The
VU-DATA
Corporation PS941B oscilloscope is a fairly basic
4 inch rectangular face, electrostically deflected, shielded CRT
Graticule is a thin transparent sheet in front of the CRT
2 channel, estimate 20MHz bandwidth oscilloscope.
Year: Estimated 1976
Time/division: 500ms to 100ns (pull red knob to divide by 2 in 50ms/div or
faster sweeps; turn red knob all the way clockwise to match graticule)
Input volts/division: 20V to 10mV, AC/DC/GND coupling. Adjustable gain (as
with most scopes, turn red knobs all the way clockwise to match graticule)
Add/subtract (with inversion of channel 2); Chop/Alt/single channel display
Adjustable trigger level with AC/DC/HPF/LPF/auto coupling, ± slope,
external trigger
Calibration output on back (fixed frequency)
12VDC (2 pins) and 120VAC (standard IEC60320 C14) power inputs,
with battery charger mode to charge lead acid batteries. Yes, the power
supply will run off a car battery if needed.
The internal guts of the scope is very similar to what you'd expect from a scope from the era. Many op amps (TO-5 cans) and transistors (TO-92 plastic) fill the design. A few TO-220s for the PSU are around. I noticed mine had only a few electrolytic capacitors; most of the capacitors in the unit are tantalum. It even has the typical delay line which I only recently figured out what it was for as my Tektronix 2465 had an issue where I had to inspect it. The only thing that's a bit strange is that this oscilloscope is "modular" and seems that the sweep, power, CRT, and Y axis amplifiers are distinctly separate from each other and connected together by gold plated quick disconnect contacts. No ribbon cables.
As this is a fairly basic oscilloscope, there is NO XY mode and NO Z axis.
However there is external triggerring.
I don't exactly know what the bandwidth of this scope is and thus estimate to
20MHz by the sweep speed.
I will need to get a fast rise time jig to see what
the real bandwidth is and compare it to my Tek. I built an avalanche
pulser on a breadboard and used a chinese clone P6100 probe.
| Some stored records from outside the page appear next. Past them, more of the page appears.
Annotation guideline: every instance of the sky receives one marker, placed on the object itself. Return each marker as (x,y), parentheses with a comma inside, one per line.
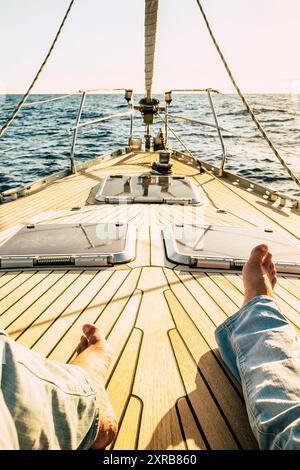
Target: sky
(102,45)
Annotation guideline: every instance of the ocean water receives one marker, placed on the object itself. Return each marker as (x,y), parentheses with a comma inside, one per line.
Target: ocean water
(42,135)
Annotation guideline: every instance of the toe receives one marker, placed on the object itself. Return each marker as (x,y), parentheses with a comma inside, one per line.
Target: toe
(94,336)
(83,344)
(268,263)
(274,282)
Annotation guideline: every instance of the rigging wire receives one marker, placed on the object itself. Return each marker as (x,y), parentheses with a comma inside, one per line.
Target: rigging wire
(151,9)
(25,97)
(245,102)
(228,187)
(33,103)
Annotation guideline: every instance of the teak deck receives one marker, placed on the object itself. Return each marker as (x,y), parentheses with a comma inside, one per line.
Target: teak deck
(167,382)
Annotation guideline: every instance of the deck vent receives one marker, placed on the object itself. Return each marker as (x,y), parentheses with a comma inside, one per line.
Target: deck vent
(226,248)
(149,188)
(90,245)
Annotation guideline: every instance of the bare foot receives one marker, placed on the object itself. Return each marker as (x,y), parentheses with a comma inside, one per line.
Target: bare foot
(94,356)
(259,274)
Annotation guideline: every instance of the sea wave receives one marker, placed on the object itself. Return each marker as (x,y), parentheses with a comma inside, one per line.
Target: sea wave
(50,124)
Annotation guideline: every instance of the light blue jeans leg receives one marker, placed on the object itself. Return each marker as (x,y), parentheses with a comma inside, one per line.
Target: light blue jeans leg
(262,350)
(44,404)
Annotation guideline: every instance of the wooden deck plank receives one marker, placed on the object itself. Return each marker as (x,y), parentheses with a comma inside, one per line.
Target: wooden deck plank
(226,197)
(19,292)
(7,276)
(160,322)
(122,329)
(123,377)
(55,308)
(189,303)
(209,416)
(228,288)
(24,322)
(212,309)
(287,310)
(127,437)
(17,309)
(112,295)
(157,382)
(212,288)
(61,324)
(292,288)
(193,437)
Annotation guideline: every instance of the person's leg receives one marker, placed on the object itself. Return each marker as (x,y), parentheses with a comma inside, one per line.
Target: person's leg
(262,350)
(94,357)
(47,405)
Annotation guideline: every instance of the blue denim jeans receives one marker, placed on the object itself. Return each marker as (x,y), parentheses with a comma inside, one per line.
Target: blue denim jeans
(43,404)
(262,350)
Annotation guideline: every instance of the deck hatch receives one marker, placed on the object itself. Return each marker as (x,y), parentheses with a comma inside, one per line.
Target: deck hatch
(148,188)
(224,247)
(69,245)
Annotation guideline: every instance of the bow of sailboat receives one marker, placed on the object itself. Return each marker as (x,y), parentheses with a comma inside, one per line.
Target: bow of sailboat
(147,243)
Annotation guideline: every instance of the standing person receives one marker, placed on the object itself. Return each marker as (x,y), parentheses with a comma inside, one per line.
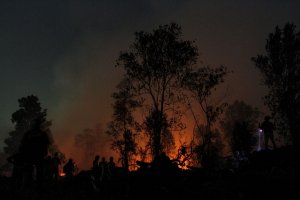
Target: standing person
(96,171)
(104,171)
(34,146)
(56,162)
(69,168)
(268,127)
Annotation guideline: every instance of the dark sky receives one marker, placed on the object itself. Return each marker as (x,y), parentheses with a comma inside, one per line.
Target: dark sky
(64,51)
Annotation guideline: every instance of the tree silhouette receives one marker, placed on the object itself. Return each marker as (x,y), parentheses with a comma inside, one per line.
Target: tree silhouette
(155,65)
(122,128)
(201,83)
(29,110)
(240,125)
(280,68)
(164,141)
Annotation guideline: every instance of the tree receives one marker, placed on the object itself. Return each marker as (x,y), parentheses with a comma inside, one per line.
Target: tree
(280,68)
(201,83)
(155,65)
(165,140)
(122,128)
(29,110)
(240,125)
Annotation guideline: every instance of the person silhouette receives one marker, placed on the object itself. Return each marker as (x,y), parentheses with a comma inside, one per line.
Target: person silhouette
(111,167)
(55,162)
(69,168)
(34,146)
(268,127)
(96,171)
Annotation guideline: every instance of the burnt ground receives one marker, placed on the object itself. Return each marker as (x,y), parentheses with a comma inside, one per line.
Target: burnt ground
(267,175)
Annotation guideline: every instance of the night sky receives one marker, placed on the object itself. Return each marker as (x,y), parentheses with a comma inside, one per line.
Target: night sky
(64,51)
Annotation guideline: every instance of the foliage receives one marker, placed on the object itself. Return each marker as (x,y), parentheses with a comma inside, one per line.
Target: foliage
(122,128)
(281,74)
(201,83)
(155,65)
(165,141)
(240,125)
(29,110)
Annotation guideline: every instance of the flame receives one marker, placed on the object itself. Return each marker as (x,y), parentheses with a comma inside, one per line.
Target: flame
(62,174)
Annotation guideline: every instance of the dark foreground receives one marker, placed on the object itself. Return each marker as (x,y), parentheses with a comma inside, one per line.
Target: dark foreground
(267,175)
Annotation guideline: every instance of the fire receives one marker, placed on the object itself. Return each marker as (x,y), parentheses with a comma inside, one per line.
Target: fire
(62,174)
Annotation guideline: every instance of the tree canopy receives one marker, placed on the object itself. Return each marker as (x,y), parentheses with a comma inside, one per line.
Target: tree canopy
(280,69)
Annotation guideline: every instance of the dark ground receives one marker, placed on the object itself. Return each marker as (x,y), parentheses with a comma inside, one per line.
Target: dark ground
(267,175)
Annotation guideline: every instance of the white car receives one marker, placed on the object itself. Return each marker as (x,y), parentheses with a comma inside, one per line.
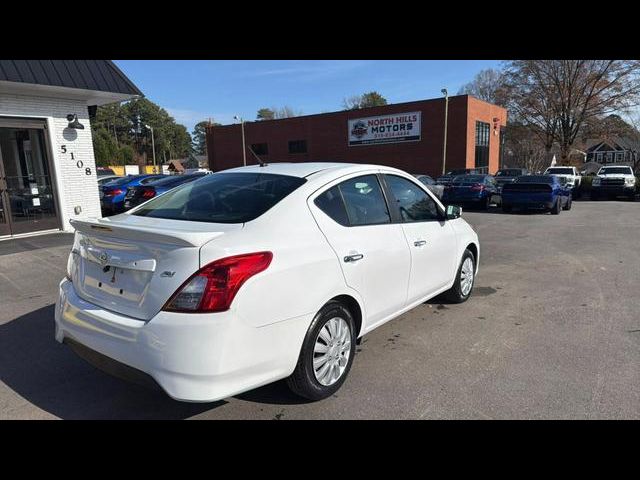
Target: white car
(614,181)
(255,274)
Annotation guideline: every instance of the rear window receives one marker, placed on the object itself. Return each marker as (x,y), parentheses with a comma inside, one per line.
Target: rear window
(560,171)
(469,179)
(172,181)
(535,179)
(222,198)
(119,181)
(514,172)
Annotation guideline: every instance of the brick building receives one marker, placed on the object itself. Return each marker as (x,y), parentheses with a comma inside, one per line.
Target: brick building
(408,135)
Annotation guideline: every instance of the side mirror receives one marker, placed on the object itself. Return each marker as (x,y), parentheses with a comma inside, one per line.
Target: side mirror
(453,212)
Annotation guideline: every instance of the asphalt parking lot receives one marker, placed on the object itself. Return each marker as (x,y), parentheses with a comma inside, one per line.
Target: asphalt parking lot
(551,331)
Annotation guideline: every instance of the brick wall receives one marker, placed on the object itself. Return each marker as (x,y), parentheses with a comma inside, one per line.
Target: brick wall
(326,136)
(73,187)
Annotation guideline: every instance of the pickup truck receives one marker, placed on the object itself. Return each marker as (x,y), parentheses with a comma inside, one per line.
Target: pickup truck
(571,175)
(614,182)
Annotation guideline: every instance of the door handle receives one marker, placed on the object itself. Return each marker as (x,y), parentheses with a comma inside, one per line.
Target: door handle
(353,258)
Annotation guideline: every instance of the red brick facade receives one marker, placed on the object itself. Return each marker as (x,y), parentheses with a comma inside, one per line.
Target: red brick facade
(326,136)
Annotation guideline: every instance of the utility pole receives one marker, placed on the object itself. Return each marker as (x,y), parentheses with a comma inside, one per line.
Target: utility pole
(446,115)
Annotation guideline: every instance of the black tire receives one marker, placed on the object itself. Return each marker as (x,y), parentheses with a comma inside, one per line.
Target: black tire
(454,294)
(303,381)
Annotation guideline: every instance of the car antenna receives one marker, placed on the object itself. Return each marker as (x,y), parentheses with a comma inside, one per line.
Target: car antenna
(260,161)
I measured with
guesstimation (as there's no cursors and counting fractions of a division is
not an exact science) a risetime of around 20ns. This is about the 17.5MHz
using Tektronix's formula. It could very well be the rise time is 17ns due
to measurement inaccuracy, which would put the bandwidth at the 20MHz mark.
Apparently there are several versions of the PS94X series from the PS940, PS941, PS942, and PS943. From what I can deduce from random sources, they may have slightly different bandwidths or different power configurations. The PS940 is clearly rated as 20MHz and weighs 9.5 pounds.
The only price I could find is that there was an ad for this scope for a mere 395£ in 1981 in the United Kingdom. I have not seen a USD reference yet.
This scope has seen its use. I was able to debug multiple things with it, including my Fisher tuner/amp, Sony Handycam, and my (get this...) Tektronix 2465 oscilloscope with it. It has served well, and will keep on going. Now finding a service manual for it will be tough, but hope it will never be needed. Mine's missing the four back feet, one of the bottom feet, and I don't have good probes for it - the one that I do have is broken.